For the manufacture of the polyester resin micromodels, the first step was to obtain the photopolymer plate mold. The procedure steps are summarized as follows: The liquid photopolymer was poured into a glass plate with the dimension of the micromodel, and the photopolymer was covered with the pattern (negative) of a porous system before being exposed to ultraviolet light. Next, the photopolymer which did not reacted with ultraviolet light was removed using a solvent developer. This solvent developer selectively dissolves the areas that were not exposed to ultraviolet light, leaving a porous structure embossed in the photopolymer material. Using the RTV silicone, the mold was removed from the structure. Thereafter, the mold was filled with polyester resin, the intergranular spaces were filled with paraffin wax, the micromodel was sealed with polyester resin, and the paraffin wax was removed from the micromodel by applying temperature.

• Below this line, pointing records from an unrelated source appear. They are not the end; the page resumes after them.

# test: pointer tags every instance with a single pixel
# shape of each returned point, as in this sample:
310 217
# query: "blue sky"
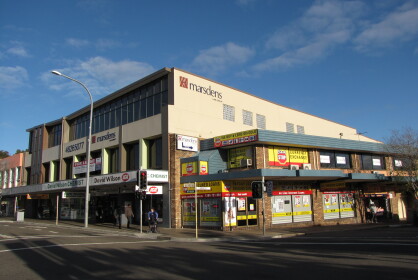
352 62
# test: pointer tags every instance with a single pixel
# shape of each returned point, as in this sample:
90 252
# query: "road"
49 252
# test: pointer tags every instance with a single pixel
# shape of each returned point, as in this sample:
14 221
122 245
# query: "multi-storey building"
181 128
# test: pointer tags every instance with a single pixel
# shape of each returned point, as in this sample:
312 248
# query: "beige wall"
201 115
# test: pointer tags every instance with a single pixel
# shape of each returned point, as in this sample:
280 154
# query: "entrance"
246 211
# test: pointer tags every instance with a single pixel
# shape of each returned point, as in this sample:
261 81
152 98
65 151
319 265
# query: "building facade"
172 122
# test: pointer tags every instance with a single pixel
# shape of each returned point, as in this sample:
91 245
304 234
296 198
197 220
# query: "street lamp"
86 207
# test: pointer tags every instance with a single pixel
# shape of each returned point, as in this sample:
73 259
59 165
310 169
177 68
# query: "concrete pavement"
203 235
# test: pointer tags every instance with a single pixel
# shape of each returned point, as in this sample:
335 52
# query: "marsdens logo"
184 82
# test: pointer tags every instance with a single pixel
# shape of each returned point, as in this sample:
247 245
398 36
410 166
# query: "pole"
87 197
263 205
195 207
140 215
56 219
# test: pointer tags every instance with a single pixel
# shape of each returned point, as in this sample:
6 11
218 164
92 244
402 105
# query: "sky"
351 62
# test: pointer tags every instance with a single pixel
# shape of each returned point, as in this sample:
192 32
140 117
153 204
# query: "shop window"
331 159
372 162
46 172
68 168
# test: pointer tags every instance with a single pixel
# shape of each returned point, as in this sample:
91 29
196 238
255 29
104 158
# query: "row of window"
247 117
138 104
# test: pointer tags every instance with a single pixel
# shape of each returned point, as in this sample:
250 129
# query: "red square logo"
184 82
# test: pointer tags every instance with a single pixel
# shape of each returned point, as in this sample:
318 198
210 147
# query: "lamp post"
86 207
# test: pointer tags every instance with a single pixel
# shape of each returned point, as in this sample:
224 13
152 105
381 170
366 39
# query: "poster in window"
298 201
334 199
327 200
324 159
376 162
241 204
341 160
230 215
306 201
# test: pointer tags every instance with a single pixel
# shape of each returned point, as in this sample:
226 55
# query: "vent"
246 162
307 166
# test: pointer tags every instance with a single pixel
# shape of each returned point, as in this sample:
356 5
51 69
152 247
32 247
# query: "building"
11 176
172 122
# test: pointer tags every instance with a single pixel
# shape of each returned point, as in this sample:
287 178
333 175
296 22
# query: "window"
261 121
331 159
372 162
132 156
300 129
290 127
155 153
229 113
247 117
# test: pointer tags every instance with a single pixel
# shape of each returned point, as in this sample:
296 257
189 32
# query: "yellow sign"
236 138
284 156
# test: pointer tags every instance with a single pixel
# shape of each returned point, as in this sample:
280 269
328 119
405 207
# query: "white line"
68 245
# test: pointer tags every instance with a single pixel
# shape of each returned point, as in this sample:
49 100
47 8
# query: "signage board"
187 143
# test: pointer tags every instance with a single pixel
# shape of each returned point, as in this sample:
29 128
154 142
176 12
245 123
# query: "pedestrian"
153 220
117 214
129 214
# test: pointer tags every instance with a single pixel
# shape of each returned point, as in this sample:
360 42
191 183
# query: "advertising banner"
284 156
236 138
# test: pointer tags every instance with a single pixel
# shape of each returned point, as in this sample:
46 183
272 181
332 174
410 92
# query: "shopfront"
227 204
291 204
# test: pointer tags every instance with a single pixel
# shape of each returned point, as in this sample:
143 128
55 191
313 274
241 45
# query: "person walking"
129 214
153 220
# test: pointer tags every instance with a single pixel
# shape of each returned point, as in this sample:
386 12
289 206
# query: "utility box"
20 216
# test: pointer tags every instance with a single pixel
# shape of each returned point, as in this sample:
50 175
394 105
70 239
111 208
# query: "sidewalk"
204 235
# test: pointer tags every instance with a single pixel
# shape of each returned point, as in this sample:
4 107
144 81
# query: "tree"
4 154
403 147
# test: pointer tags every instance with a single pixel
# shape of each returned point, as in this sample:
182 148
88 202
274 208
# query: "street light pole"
87 198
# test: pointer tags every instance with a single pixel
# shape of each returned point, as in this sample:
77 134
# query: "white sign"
160 176
154 190
187 143
81 166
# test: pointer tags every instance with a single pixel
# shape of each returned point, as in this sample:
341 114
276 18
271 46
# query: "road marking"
75 244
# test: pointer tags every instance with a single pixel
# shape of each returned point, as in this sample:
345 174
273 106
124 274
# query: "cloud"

Figure 1 shows a schematic representation of the process developed by Bonnet and Lenormand (1977) and adapted to this work. An important variation of the technique developed by these authors was the incorporation of a liquid photopolymer, hence reducing significantly the depth of the pores obtained. The protocol for the manufacture of micromodels used in the present study work is detailed as follow:

 

 

2.1 Conditioning of glass plates

Glass plates were buffed with sandpaper (400 grit sandpaper to water) to remove sharp edges, being careful not to leave scratches on the surface. Next, they were immersed in a solution containing 2% of detergent.

The glass plates were cleared on both sides with a cotton swab and rinsed with abundant running water to remove residual detergent.

The plates were then washed with distilled water to remove residual salts present in drinking water. The plates were immediately transferred to an oven, where they were dried for 30 minutes at 150 °C. To avoid contamination of the plate surfaces, they were attached with metal clips, which were held to the oven rack.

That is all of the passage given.